简体   繁体   中英

overfitting reduction in machine learning

Guys i'm doing machine learning from coursera by andrew ng. In one of the lectures he described how we can prevent overfitting by modifying the cost function . My question is in the below code we are adding two terms at the last and reducing the value of theta3 and theta4. so why are we exactly adding those terms , i mean we can reduce the value of theta3 and theta4 only and it will reduce the value of our cost function .

minθ 1/2m∑mi=1(hθ(x(i))−y(i))^2+1000*(θ3)^2+1000*(θ4)^2

Usually when we want to fit a model, it is intuitive to try to add as many features as possible to try and find a mapping from features to expected outputs. Adding too many features, especially non-linear ones may overfit the data.

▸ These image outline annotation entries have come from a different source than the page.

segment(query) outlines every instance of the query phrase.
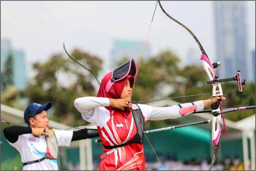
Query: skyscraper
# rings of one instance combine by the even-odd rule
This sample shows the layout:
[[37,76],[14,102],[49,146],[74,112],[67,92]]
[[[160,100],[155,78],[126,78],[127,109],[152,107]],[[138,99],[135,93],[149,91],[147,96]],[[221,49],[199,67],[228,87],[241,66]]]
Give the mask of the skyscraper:
[[255,80],[255,72],[256,72],[255,68],[255,50],[254,50],[252,52],[252,64],[253,65],[253,80],[254,81]]
[[[113,70],[116,66],[115,62],[124,57],[134,58],[136,63],[138,64],[142,54],[144,44],[144,42],[143,41],[115,40],[111,55],[111,63],[109,65],[110,68]],[[151,53],[150,45],[148,43],[144,52],[143,58],[149,56]]]
[[246,1],[213,3],[216,54],[221,64],[221,75],[233,77],[239,70],[242,79],[251,80],[248,75],[252,68],[248,52]]
[[26,63],[23,51],[13,49],[10,39],[1,39],[1,71],[4,69],[4,63],[9,54],[13,57],[13,81],[17,89],[24,89],[27,82]]

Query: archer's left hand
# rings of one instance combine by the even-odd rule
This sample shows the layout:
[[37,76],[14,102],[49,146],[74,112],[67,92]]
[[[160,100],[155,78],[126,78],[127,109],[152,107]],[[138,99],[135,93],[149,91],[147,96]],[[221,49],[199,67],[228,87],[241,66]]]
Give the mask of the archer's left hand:
[[223,96],[216,96],[216,97],[212,97],[209,99],[210,100],[210,103],[211,104],[212,104],[218,100],[223,101],[225,100],[226,99],[226,97],[224,97]]

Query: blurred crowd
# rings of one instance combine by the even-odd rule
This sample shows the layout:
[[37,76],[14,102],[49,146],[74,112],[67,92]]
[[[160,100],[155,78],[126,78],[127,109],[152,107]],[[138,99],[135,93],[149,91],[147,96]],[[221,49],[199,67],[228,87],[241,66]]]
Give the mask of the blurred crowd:
[[[198,162],[195,158],[182,162],[175,159],[162,160],[162,167],[158,161],[146,162],[147,170],[208,170],[211,161],[203,159]],[[233,159],[226,156],[221,163],[216,161],[212,170],[243,170],[243,164],[238,157]]]
[[[165,159],[164,157],[160,158],[163,167],[158,161],[146,161],[147,170],[207,170],[211,162],[211,161],[207,161],[205,159],[203,159],[200,162],[196,158],[183,162],[178,161],[175,157],[168,157],[167,158],[167,159]],[[70,163],[68,167],[69,170],[80,170],[79,163],[75,164]],[[98,164],[94,163],[93,170],[97,170],[98,167]],[[227,156],[221,163],[218,163],[216,161],[212,170],[243,170],[244,168],[243,163],[241,162],[238,157],[232,158]]]

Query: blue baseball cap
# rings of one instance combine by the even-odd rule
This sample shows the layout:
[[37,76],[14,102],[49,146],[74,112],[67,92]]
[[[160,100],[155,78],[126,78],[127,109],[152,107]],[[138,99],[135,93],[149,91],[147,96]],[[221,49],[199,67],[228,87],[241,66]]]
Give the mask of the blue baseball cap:
[[24,120],[28,124],[29,119],[34,115],[39,113],[43,110],[47,111],[52,107],[52,103],[48,102],[42,105],[37,103],[31,103],[24,111]]

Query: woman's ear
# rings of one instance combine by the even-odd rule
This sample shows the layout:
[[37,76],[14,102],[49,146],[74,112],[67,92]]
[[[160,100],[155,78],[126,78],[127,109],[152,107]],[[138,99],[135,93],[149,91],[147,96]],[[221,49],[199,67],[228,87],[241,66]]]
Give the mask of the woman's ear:
[[30,123],[30,125],[32,126],[32,125],[35,125],[35,122],[34,122],[34,119],[33,118],[33,117],[30,118],[29,118],[29,122]]

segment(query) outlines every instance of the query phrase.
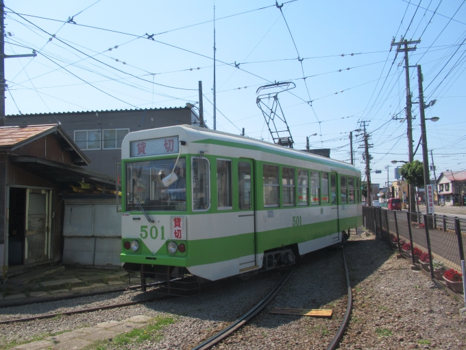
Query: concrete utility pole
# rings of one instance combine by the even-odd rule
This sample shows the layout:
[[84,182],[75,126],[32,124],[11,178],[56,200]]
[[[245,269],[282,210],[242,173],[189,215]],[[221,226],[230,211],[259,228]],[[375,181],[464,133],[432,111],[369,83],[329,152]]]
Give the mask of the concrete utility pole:
[[353,163],[353,132],[350,132],[350,153],[351,154],[351,165],[354,165]]
[[[404,53],[404,70],[406,73],[406,122],[408,124],[408,161],[409,163],[413,163],[414,160],[414,152],[413,152],[413,119],[411,115],[411,109],[413,107],[413,102],[411,101],[411,91],[409,84],[409,61],[408,52],[410,51],[415,51],[416,47],[408,47],[408,45],[412,44],[419,44],[421,43],[420,40],[407,40],[400,41],[400,43],[394,43],[395,40],[392,40],[391,46],[397,46],[397,54],[398,52]],[[404,47],[402,48],[402,45]],[[414,186],[409,187],[409,211],[410,212],[415,211],[416,207],[416,189]]]
[[199,81],[199,124],[201,128],[204,128],[204,104],[202,103],[202,81]]
[[367,204],[369,207],[372,204],[372,198],[371,194],[371,169],[369,167],[369,142],[368,136],[366,133],[366,122],[361,122],[364,126],[364,154],[366,158],[366,183],[367,184],[367,198],[366,198]]
[[429,154],[427,151],[427,134],[426,132],[426,115],[424,115],[424,93],[422,88],[422,71],[421,66],[417,65],[417,84],[419,93],[419,115],[421,116],[421,134],[422,137],[422,163],[424,170],[424,199],[426,200],[426,213],[429,214],[428,203],[427,185],[430,185],[429,174]]
[[5,89],[7,87],[6,80],[5,79],[5,58],[36,57],[37,56],[37,54],[34,50],[32,50],[33,54],[23,55],[5,54],[4,7],[3,0],[0,0],[0,36],[1,36],[0,39],[0,126],[5,126]]
[[432,159],[432,170],[434,171],[434,177],[435,178],[435,193],[437,197],[437,205],[440,205],[440,198],[439,198],[439,189],[437,185],[437,175],[435,175],[435,165],[434,165],[434,156],[432,155],[432,150],[430,150],[430,159]]

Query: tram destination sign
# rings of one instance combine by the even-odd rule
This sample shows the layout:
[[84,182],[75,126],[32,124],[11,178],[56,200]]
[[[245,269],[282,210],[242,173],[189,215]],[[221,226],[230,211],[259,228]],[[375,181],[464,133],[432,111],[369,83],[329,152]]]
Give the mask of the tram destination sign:
[[130,143],[130,156],[132,158],[171,153],[178,153],[177,136],[132,141]]

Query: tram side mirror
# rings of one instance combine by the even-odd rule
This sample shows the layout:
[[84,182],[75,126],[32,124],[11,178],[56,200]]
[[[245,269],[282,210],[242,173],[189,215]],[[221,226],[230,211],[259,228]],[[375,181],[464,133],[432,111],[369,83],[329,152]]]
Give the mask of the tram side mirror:
[[174,172],[171,173],[169,175],[165,176],[162,179],[162,183],[163,183],[163,185],[165,186],[166,187],[168,187],[175,182],[178,179],[178,176],[175,174]]

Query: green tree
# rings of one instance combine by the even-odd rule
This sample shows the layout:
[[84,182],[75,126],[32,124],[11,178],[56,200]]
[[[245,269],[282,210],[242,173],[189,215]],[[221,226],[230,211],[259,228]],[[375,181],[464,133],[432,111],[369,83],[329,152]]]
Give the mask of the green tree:
[[[410,186],[414,186],[417,188],[424,185],[424,166],[422,162],[419,161],[414,161],[411,163],[407,163],[400,168],[400,174],[404,178]],[[416,200],[417,204],[417,211],[419,211],[419,202]],[[413,211],[410,208],[410,211]],[[418,219],[419,220],[419,219]]]

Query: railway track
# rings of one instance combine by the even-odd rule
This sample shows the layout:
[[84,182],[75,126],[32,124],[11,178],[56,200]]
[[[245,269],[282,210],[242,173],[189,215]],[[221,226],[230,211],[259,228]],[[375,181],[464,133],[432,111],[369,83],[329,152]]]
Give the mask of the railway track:
[[[334,337],[329,344],[328,350],[334,350],[339,345],[341,338],[343,336],[345,329],[347,327],[351,316],[351,311],[353,303],[352,292],[351,289],[351,284],[350,281],[350,275],[348,273],[347,265],[346,264],[346,259],[345,257],[345,251],[343,248],[341,248],[343,265],[345,268],[345,274],[346,277],[346,283],[347,286],[348,300],[346,307],[346,311],[343,318],[340,327],[339,327]],[[223,340],[225,340],[230,335],[238,331],[240,328],[244,326],[248,321],[256,316],[262,310],[269,304],[273,298],[276,296],[278,292],[282,289],[283,285],[286,283],[290,276],[293,273],[293,268],[286,273],[280,281],[276,284],[273,289],[267,294],[267,296],[260,301],[258,303],[254,305],[250,310],[247,311],[241,317],[235,320],[233,323],[221,330],[213,336],[210,337],[204,342],[193,348],[193,350],[207,350],[212,348],[214,345],[219,344]]]

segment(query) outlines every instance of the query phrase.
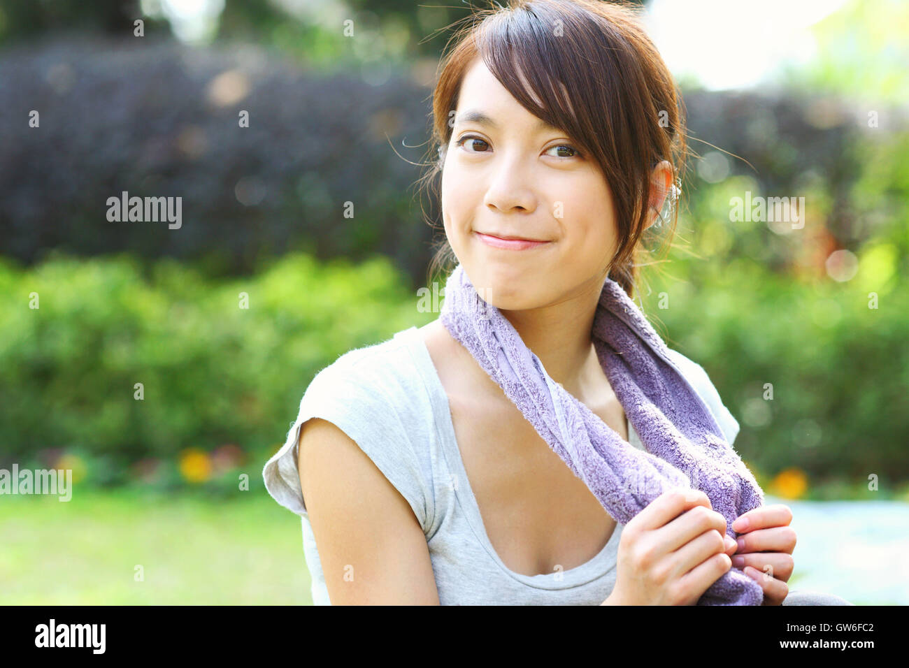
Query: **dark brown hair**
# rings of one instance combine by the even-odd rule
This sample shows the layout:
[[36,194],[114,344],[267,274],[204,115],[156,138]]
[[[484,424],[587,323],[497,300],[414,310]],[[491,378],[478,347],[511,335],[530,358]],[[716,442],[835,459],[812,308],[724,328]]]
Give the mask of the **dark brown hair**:
[[[609,276],[634,298],[650,175],[659,162],[672,165],[674,194],[681,193],[684,108],[672,75],[641,26],[636,5],[603,0],[510,0],[496,5],[474,9],[449,40],[454,47],[440,61],[433,93],[431,155],[437,156],[420,180],[430,184],[442,173],[461,83],[481,56],[522,106],[567,133],[599,165],[616,214],[618,247]],[[521,75],[542,107],[524,90]],[[674,194],[666,200],[671,239],[678,207]],[[664,222],[661,218],[647,232]],[[427,279],[456,260],[447,239],[434,246]]]

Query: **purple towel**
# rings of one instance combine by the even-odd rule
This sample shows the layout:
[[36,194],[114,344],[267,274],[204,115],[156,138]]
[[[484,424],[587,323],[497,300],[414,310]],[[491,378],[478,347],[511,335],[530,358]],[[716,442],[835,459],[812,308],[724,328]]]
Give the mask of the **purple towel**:
[[[461,264],[445,284],[445,326],[503,389],[549,447],[616,522],[627,524],[664,492],[702,490],[732,523],[764,493],[663,339],[622,287],[606,278],[594,316],[596,354],[646,452],[635,448],[560,384],[499,310],[477,294]],[[761,585],[732,568],[698,605],[760,605]]]

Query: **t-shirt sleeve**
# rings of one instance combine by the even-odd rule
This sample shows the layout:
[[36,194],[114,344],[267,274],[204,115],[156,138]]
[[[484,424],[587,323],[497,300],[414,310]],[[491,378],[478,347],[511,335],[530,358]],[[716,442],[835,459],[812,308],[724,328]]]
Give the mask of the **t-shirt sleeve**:
[[[284,445],[263,469],[265,489],[285,508],[301,516],[307,513],[300,488],[297,441],[302,424],[318,417],[335,424],[365,453],[407,501],[425,533],[427,494],[431,493],[409,437],[407,406],[390,398],[383,387],[386,381],[382,370],[374,366],[345,362],[342,357],[315,375],[300,401]],[[338,484],[345,483],[338,481]]]
[[677,350],[669,349],[673,360],[678,364],[679,369],[684,374],[685,378],[694,387],[697,394],[704,399],[704,404],[714,414],[716,424],[723,431],[723,435],[726,438],[726,443],[730,445],[735,441],[739,433],[738,421],[729,412],[729,409],[723,404],[720,394],[716,391],[713,381],[704,367],[696,362],[688,359]]

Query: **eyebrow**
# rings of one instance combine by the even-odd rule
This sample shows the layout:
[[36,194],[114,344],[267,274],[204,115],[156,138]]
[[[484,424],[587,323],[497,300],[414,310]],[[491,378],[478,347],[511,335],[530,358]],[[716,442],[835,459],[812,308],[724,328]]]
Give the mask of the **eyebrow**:
[[[488,125],[495,130],[499,129],[499,124],[494,121],[490,116],[484,114],[483,112],[471,109],[470,111],[465,111],[461,114],[456,119],[455,123],[477,123],[481,125]],[[550,125],[548,123],[544,121],[542,118],[538,120],[532,128],[534,132],[542,132],[544,130],[554,130],[560,132],[559,128],[554,125]]]

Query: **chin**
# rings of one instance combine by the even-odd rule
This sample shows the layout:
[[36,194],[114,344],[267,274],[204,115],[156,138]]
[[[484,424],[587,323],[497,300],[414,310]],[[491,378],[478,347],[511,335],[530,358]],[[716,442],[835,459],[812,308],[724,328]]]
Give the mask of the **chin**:
[[499,310],[524,311],[544,302],[540,286],[545,272],[541,272],[538,265],[478,258],[475,264],[464,264],[464,268],[480,297]]

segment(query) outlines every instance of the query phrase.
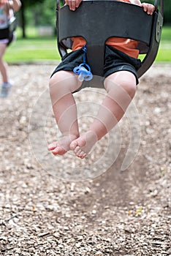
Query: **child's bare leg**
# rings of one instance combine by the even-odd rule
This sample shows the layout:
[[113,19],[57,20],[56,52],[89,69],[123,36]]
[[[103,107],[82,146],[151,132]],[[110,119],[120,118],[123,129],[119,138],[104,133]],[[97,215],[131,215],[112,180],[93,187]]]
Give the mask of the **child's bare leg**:
[[67,152],[71,142],[79,137],[77,108],[72,92],[81,85],[77,76],[69,71],[59,71],[50,80],[50,94],[58,129],[63,137],[48,146],[53,154]]
[[89,130],[70,145],[70,148],[80,158],[84,158],[96,141],[111,130],[123,117],[135,94],[136,79],[132,73],[120,71],[105,79],[104,87],[107,95]]
[[3,83],[8,82],[7,78],[7,64],[3,61],[3,56],[7,48],[6,44],[0,44],[0,72],[2,76]]

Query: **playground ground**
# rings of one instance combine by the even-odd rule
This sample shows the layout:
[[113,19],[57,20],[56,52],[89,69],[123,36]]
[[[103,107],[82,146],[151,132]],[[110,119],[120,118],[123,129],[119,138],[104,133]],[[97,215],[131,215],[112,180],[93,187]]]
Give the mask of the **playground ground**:
[[[170,256],[171,66],[154,64],[140,78],[118,136],[83,162],[46,153],[56,137],[47,99],[54,67],[9,67],[14,86],[0,99],[0,255]],[[83,130],[102,96],[75,94]],[[131,137],[133,155],[121,170]]]

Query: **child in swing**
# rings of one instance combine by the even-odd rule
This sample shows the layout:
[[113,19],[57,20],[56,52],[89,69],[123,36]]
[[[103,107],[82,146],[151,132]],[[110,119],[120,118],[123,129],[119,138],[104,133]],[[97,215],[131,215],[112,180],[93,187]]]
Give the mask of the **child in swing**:
[[3,56],[7,46],[15,37],[12,33],[7,38],[4,30],[8,27],[8,20],[14,15],[14,12],[20,10],[20,0],[0,0],[0,72],[2,78],[0,97],[1,98],[8,96],[12,86],[7,75],[7,64],[3,60]]
[[[75,11],[82,0],[66,0],[71,10]],[[154,6],[141,4],[139,0],[121,0],[142,6],[152,15]],[[63,155],[69,150],[81,159],[121,119],[133,99],[138,84],[137,70],[141,65],[137,59],[137,42],[124,38],[111,37],[106,42],[104,65],[104,87],[107,91],[96,117],[88,130],[80,134],[77,106],[73,92],[82,84],[73,69],[83,62],[83,48],[86,41],[75,37],[72,52],[66,54],[56,67],[50,80],[50,94],[56,121],[62,134],[61,138],[48,146],[54,155]]]

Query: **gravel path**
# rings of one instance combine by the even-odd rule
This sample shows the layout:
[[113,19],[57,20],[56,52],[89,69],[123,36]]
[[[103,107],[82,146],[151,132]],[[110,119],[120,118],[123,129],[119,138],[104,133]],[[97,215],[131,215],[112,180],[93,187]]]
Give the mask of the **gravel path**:
[[[171,66],[155,64],[140,79],[126,115],[83,161],[47,151],[60,135],[48,95],[54,68],[9,67],[14,86],[0,99],[0,255],[170,256]],[[75,94],[81,130],[104,94]]]

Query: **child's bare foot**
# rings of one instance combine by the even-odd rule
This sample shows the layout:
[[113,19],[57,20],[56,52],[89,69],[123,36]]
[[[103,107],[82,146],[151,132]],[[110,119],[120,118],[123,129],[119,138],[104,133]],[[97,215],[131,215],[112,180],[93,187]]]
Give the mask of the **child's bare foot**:
[[75,135],[64,136],[48,146],[48,150],[53,154],[63,155],[70,150],[71,142],[77,138]]
[[88,155],[97,140],[96,135],[91,131],[88,131],[74,140],[70,144],[70,149],[74,151],[77,157],[83,159]]

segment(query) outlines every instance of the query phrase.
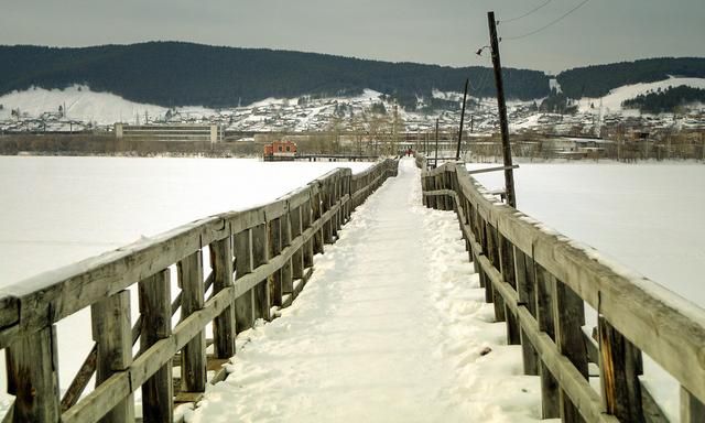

Therefore, regularization (ridge regression in this case) allows us to keep all of the parameters, but ensure that their magnitudes are as small as possible to ensure that the overall cost function output for the fitted parameters is low. With the smaller magnitudes of the parameters, this enforces a simpler prediction model so that it can better generalize to new inputs the model has not seen before.

As you can see, your loss function now includes two elements. The first set of terms is the standard one where we minimize the sum of squared errors between the predicted and expected values. The second set of terms are known as the regularization terms. It may look bizarre but it does make sense. This sums over squared parameters and multiplies it by another parameter, which is usually λ but in your case you set this to 1000. The reason for doing that is to "punish" the loss function for high values of the parameters. From what I said before, simple models are better than complex models and usually do not overfit. Therefore, we need to try and simplify the model as much as possible. Remember that the procedure for finding these parameter values is through gradient descent, and it is an iterative process to minimize the loss function. By punishing the parameter values, we add a constraint to minimize them as much as possible.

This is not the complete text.